Casey Chu: It’s funny that you bring up the “one plus one equals three” because not only did we combine Deep Research and Operator, but we also threw in a bunch of other tools that—basically, like, everything we could think of. So, like, a terminal tool is there, so it can run commands, do calculations. The Image Gen tool is a fun one. If it wants to spruce up its slides by making an image, it can do that.
Isa Fulford: Can call APIs.
Lauren Reeder: It can produce PowerPoints.
Isa Fulford: Yes. Yeah, it can do a lot of different things.
Lauren Reeder: Yeah, tell us a little bit how people are using it, knowing it’s still early days.

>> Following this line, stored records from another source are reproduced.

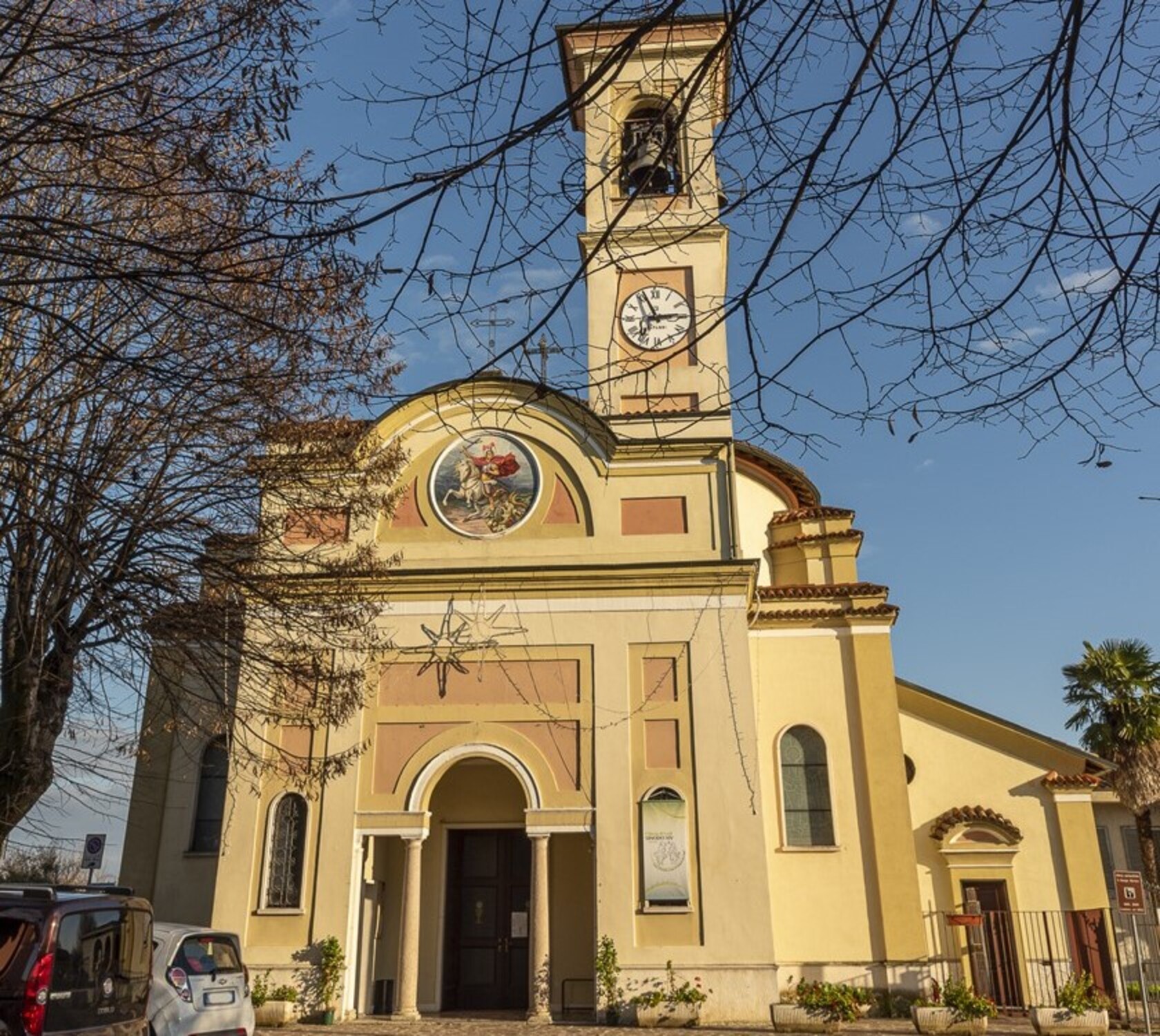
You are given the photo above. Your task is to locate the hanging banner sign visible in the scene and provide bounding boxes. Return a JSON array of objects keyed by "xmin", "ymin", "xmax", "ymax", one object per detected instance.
[{"xmin": 640, "ymin": 799, "xmax": 689, "ymax": 904}]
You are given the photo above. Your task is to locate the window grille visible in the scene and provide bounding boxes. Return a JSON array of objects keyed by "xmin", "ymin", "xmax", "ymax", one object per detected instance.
[
  {"xmin": 781, "ymin": 727, "xmax": 834, "ymax": 846},
  {"xmin": 266, "ymin": 795, "xmax": 307, "ymax": 910}
]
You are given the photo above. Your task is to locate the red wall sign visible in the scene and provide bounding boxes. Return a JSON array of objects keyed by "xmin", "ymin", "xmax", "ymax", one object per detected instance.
[{"xmin": 1112, "ymin": 870, "xmax": 1148, "ymax": 914}]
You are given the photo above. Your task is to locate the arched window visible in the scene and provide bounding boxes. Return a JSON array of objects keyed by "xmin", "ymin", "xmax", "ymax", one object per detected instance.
[
  {"xmin": 266, "ymin": 792, "xmax": 307, "ymax": 910},
  {"xmin": 621, "ymin": 103, "xmax": 681, "ymax": 195},
  {"xmin": 640, "ymin": 788, "xmax": 689, "ymax": 908},
  {"xmin": 781, "ymin": 727, "xmax": 834, "ymax": 846},
  {"xmin": 189, "ymin": 738, "xmax": 230, "ymax": 853}
]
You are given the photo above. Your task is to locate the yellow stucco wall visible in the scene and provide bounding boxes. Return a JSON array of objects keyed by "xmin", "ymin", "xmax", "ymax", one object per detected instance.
[{"xmin": 901, "ymin": 711, "xmax": 1099, "ymax": 912}]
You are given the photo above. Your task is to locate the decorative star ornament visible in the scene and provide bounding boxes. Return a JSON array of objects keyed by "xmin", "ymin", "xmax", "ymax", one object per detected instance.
[
  {"xmin": 464, "ymin": 597, "xmax": 528, "ymax": 680},
  {"xmin": 401, "ymin": 597, "xmax": 528, "ymax": 698},
  {"xmin": 404, "ymin": 597, "xmax": 470, "ymax": 698}
]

Isa Fulford: So I think the cool thing about it is we have some ideas of how we think people are going to use it, but I think we intentionally kept it quite open-ended. I mean, it’s called Agent; that’s so vague. Partially because we are excited to see how people end up using it. So I think some of the things that we specifically trained it for were, of course, Deep Research-type tasks, so things where you want a long report on a topic, Operator-type tasks where you want it to do something for you, like book something or book a flight, buy something for you. And then also tasks to make slide decks. We also, you know, spent a lot of effort on making spreadsheets and doing data analysis, but I think there are also just so many other things the model can do, so we’re just excited to see how people use it. Kind of similarly to how when we launched Deep Research, we saw a lot of people using it for code search, which was really surprising to us. We’re hoping to see a lot of new use cases that we didn’t even think of ourselves.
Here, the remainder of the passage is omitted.